I recently started a WPF application. I connected that to a BaseX (XML-based) database and retrieved about one million entries from it. I wanted to iterate over the entries, calculate something for each entry and then write that back to the database:
IEnumerable<Result> resultSet = baseXClient.Query("...", "database");
foreach (Result result in resultSet)
{
...
}
The problem: The inside of the foreach is never reached. the Query() method returns pretty fast, but when the foreach is reached C# seems to do SOMETHING with the collection, the code is not continuing for a very very long time (at least 10 minutes, never let it run any longer).
What’s going on here?
I tried to limit the number of items retrieved. When retrieving 100.000 results, the same thing occurs but the code continues after about 10-20 seconds. When retrieving the full one million results, C# seems to be stuck forever…
Any ideas?
regards
Edit: Why this is happening
As some of you pointed out, the reason for this behavior seems to be that the query is actually only evaluated when MoveNext() on the Enumerator inside the Enumerable is called. My database seems unable to return one value at a time, but instead returns the entire one million dataset at once. I will try to switch to another database (Apache Lucene, if possible, as it has good fulltext search support) and edit this post to let you know if it changed anything.

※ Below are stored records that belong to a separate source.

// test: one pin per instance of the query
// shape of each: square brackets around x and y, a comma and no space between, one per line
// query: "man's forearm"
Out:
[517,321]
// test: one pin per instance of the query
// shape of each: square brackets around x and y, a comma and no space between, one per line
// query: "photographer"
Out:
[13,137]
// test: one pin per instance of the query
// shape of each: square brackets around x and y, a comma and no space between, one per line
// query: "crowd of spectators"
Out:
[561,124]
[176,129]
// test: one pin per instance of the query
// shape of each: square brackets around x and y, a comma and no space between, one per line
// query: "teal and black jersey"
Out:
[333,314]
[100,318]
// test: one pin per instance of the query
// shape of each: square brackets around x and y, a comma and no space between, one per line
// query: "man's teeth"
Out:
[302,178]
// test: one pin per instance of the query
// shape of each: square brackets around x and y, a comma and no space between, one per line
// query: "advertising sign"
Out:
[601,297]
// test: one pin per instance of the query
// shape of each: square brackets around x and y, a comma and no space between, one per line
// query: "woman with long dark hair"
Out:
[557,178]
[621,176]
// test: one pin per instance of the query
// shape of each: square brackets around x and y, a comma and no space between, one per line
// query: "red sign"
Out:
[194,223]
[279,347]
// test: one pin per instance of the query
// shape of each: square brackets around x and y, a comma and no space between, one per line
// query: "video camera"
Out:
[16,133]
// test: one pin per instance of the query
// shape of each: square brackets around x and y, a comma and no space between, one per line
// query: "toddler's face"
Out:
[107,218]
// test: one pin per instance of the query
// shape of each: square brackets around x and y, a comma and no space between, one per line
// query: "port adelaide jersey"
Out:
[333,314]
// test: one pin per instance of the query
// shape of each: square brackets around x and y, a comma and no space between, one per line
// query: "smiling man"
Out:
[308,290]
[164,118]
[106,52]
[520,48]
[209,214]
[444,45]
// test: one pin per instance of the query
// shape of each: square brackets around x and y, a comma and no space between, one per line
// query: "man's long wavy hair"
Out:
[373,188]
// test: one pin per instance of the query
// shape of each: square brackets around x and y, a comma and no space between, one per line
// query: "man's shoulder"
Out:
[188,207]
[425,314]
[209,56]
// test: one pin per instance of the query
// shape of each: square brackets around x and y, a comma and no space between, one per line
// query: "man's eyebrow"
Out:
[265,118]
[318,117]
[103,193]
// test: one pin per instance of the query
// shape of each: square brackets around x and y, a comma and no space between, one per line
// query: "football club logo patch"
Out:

PS: Yes, I am aware that one million results is a lot. This is not meant for live usage, it is just a step for preparing the data. While I didn’t expect the code to run in a few seconds, I was still surprised to see SUCH poor performance in the database.
Edit: The Solution So I migrated the XML database to Apache Lucine. Works like a charm! Of course Lucine is a text-based database that is not suitable for every use case, but for me it worked wonders. Can iterate over one million entries in a few seconds, one entry per loop is fetched – works extremly well!
One million of anything is a lot… so any operation that obtains that many items is expected to take significant amount of time. It looks like library you use does not defer retrieving items till it is absolutely necessary – so you see impact of getting all items hidden behind “foreach” statement.
What happens:
“foreach” is not a single operation, but rather several calls on IEnumerable and IEnumerator: IEnumerable.GetEnumerator, repeated calls to IEnumerator.MoveNext.
First call
GetEnumeratormay be implemented with deferred execution (most common way how LINQ queries are written) or immediate execution (which seem to be the case of your collection.Calls to MoveNext could also trigger immediate execution of whole query even if you are asking just for single item or each call can get just single item. I.e. most LINQ queries get just one next item from iterator.